I'm in the process of converting a 55g basic tropical community tank to a tank dedicated to Mbuna. All current occupants are being rehomed. I'd like to keep the 5" Striped Raphael that is currently in the tank. The new occupants are Yellow Labs at .75"-1" and Melanochromis Cyaneorhabdos at 1"-1.25". I've searched through the forum looking for answers to the following questions to no avail....

Is a 5" Striped Raphael going to turn my new juvies into a midnight snack?
Are the adult Mbuna likely to accept him as a tankmate?

He is currently living with a school of neons that aren't any larger than 1". He pays absolutely no aggressive attention to the neons when they are in close proximity to each other. I know he's not eating any because their number has been stable for a long period of time.

I'd rather not rehome him and I'd hate to see him in a quarantine tank while the juvies grow, but I don't want to lose my juvies either. Nor do I want him to be miserable when the juvies mature. I realize there are few "bright line" answers for this kind of thing, but I'd appreciate any input.


----------



## MCKP (Aug 17, 2009)

I had read that they require different water than the mbuna, but I just got two that had lived with cichlids since they were babies and I just added them both into my tank with adults and there has been no issues at all.. I have 4 fish that are 5inches or more, and the rest are 2inches and up...


----------



## 24Tropheus (Jun 21, 2006)

In theory both your Platydoras armatulus and your labs can be happy at pH 7.5 (but softer water is better for the cat and harder water better for the labs) but yep this catfish will feed on bottom sitting cichlid fry at night. Neons are OK because they stay in mid water at night. Personally I think you and your fish would be happiest if you set up a SA type tank for him/her with the hiding places the cat likes and fish less likely to take lumps out of it.
The only time I used to see mine was during strip downs so given cover they can survive in most tanks, but happy, I am not sure at all.


----------



## MCKP (Aug 17, 2009)

I have plans for mine to be moved when we get our other tank set up... but that may be in the Spring.... it will probably be a SA tank.


----------



## Yajna (Oct 20, 2009)

Thanks for the input. I had concerns about compatible water parameters as well. I'm definitely going with a Mbuna tank, so I guess I'll have to rehome him. Unless, of course, there's a tank I can't live without on Craigslist, LOL....


----------



## Electrophyste (Aug 5, 2009)

*** had mine with pritty much everything from basic community tank to mixed africains, labs, longners, magainos, fronts, haps. 
Now with sevrums and fire mouths and in every tank he just a hider, dont really bother anything. his best friend is a 3 inch clown loach. 
there very passive fish. i really see no problem with him and your juvies, as long as there not fry then youll be good to go.


----------



## Yajna (Oct 20, 2009)

Ok. So fry get eaten because they are on the bottom where the raph is scavanging at night. I'm not terribly worried about that at this point. Juvies don't sleep on the bottom, right? Has anyone else had first hand experience with keeping striped raphs in the same water conditions as mbuna?

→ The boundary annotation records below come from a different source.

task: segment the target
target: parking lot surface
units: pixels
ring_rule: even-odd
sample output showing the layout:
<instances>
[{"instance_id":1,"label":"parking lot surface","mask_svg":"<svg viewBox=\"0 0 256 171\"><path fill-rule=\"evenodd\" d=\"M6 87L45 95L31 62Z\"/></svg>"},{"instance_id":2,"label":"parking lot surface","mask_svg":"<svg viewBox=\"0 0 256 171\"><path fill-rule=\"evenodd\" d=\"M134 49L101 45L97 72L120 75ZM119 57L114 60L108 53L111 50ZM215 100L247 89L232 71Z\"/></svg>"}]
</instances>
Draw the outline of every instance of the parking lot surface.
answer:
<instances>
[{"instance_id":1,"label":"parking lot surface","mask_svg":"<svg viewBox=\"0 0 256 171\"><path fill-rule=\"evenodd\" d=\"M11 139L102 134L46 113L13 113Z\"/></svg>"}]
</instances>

Maybe this is a different thread, but what would be the signs of a fish that is in pH that is unhealthy for it?


----------



## oldcatfish (May 27, 2009)

They will be fine compatibility wise(as adults) and with water conditions----but I also think the cichlid juveniles may become food.

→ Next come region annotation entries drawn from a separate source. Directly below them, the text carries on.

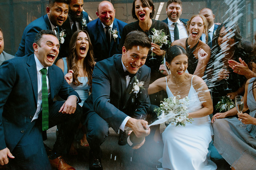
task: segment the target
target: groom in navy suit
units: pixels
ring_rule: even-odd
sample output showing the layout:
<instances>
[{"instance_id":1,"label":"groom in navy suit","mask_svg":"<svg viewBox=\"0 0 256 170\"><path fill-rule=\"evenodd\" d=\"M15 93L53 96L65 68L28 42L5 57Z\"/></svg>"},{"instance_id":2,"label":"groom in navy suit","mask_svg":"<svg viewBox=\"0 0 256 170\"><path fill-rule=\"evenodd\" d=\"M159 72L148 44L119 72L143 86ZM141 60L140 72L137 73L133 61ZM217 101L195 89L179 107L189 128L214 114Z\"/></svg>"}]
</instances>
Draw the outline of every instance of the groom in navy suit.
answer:
<instances>
[{"instance_id":1,"label":"groom in navy suit","mask_svg":"<svg viewBox=\"0 0 256 170\"><path fill-rule=\"evenodd\" d=\"M115 10L109 1L101 2L98 6L96 14L98 18L87 24L88 32L96 61L99 61L111 57L114 54L121 54L118 49L123 29L127 24L115 18ZM111 31L118 31L115 37Z\"/></svg>"},{"instance_id":2,"label":"groom in navy suit","mask_svg":"<svg viewBox=\"0 0 256 170\"><path fill-rule=\"evenodd\" d=\"M41 30L52 30L59 38L58 27L68 18L68 0L49 0L46 9L47 14L31 22L25 28L15 56L22 57L34 53L33 41L36 34Z\"/></svg>"},{"instance_id":3,"label":"groom in navy suit","mask_svg":"<svg viewBox=\"0 0 256 170\"><path fill-rule=\"evenodd\" d=\"M92 91L82 107L91 149L90 169L102 169L100 146L108 136L110 126L116 132L130 127L138 137L149 134L150 129L147 132L143 126L147 125L144 120L148 118L150 106L147 93L150 69L144 64L151 47L145 34L133 31L126 37L122 54L114 55L95 64ZM141 81L145 82L144 88L135 90L134 83Z\"/></svg>"},{"instance_id":4,"label":"groom in navy suit","mask_svg":"<svg viewBox=\"0 0 256 170\"><path fill-rule=\"evenodd\" d=\"M68 17L66 21L60 26L60 31L65 30L66 36L60 49L58 60L68 57L69 43L71 37L74 32L79 30L85 30L89 22L88 15L83 11L83 0L71 0L69 5Z\"/></svg>"},{"instance_id":5,"label":"groom in navy suit","mask_svg":"<svg viewBox=\"0 0 256 170\"><path fill-rule=\"evenodd\" d=\"M36 37L34 54L0 67L0 164L10 161L12 169L48 170L51 164L74 169L61 155L70 149L80 121L81 100L61 70L53 65L60 46L55 33L42 30ZM46 93L48 102L44 102ZM54 101L57 94L66 101ZM44 125L50 128L63 123L49 159L42 138L42 109L49 111L48 123L47 119Z\"/></svg>"}]
</instances>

Set up a divider that your cichlids can't cross...and put the catfish on one side, the cichlids on the other. Feed the cichlids frequently and perform frequent water changes until they are at least 1/2 the catfish's size....then remove the divider and redecorate the tank.

If you don't use a divider, the only chance you have is to feed the catfish with a controlled over feeding....feed chunks of shrimp, or other meaty food, until the catfish looks very full, then removing the extra food immediately. Also, feed your juvenile cichlids several daily feeds, and perform 2-3 time a week partial water changes. Do that until your cichlids are at least 1/2 the size of the catfish. An alternative though riskier method is to add an easier to catch live prey item such as ramshorn snails---that the catfish will fill up on, until the cichlids put on some size.


----------



## DJRansome (Oct 29, 2005)

All ages of mbuna and peacocks sleep on the bottom.


----------



## Electrophyste (Aug 5, 2009)

*** had my 4 inch striped and 4 inch spotted with fish as small as an inch. it was a risk but there were no casualties.


----------



## kerogirl (Oct 30, 2009)

i have a spotted raphael in my tank and the cichlids seems to be fine with him and vice versa


----------



## DJRansome (Oct 29, 2005)

How many years have they been together?


----------



## Electrophyste (Aug 5, 2009)

mine were in with africains for a full year and and a half then my tank decided to go.... right now in the tank there is 2 1 inch convicts and 7 red sarpes and 3 glow light tetras, all an inch and under. i dont see a problem at all. my fish guy(fast answer to question guy), has had his spotted raph with every africain you can think of, all the way from half inch to 7 inch. they hide alot.


----------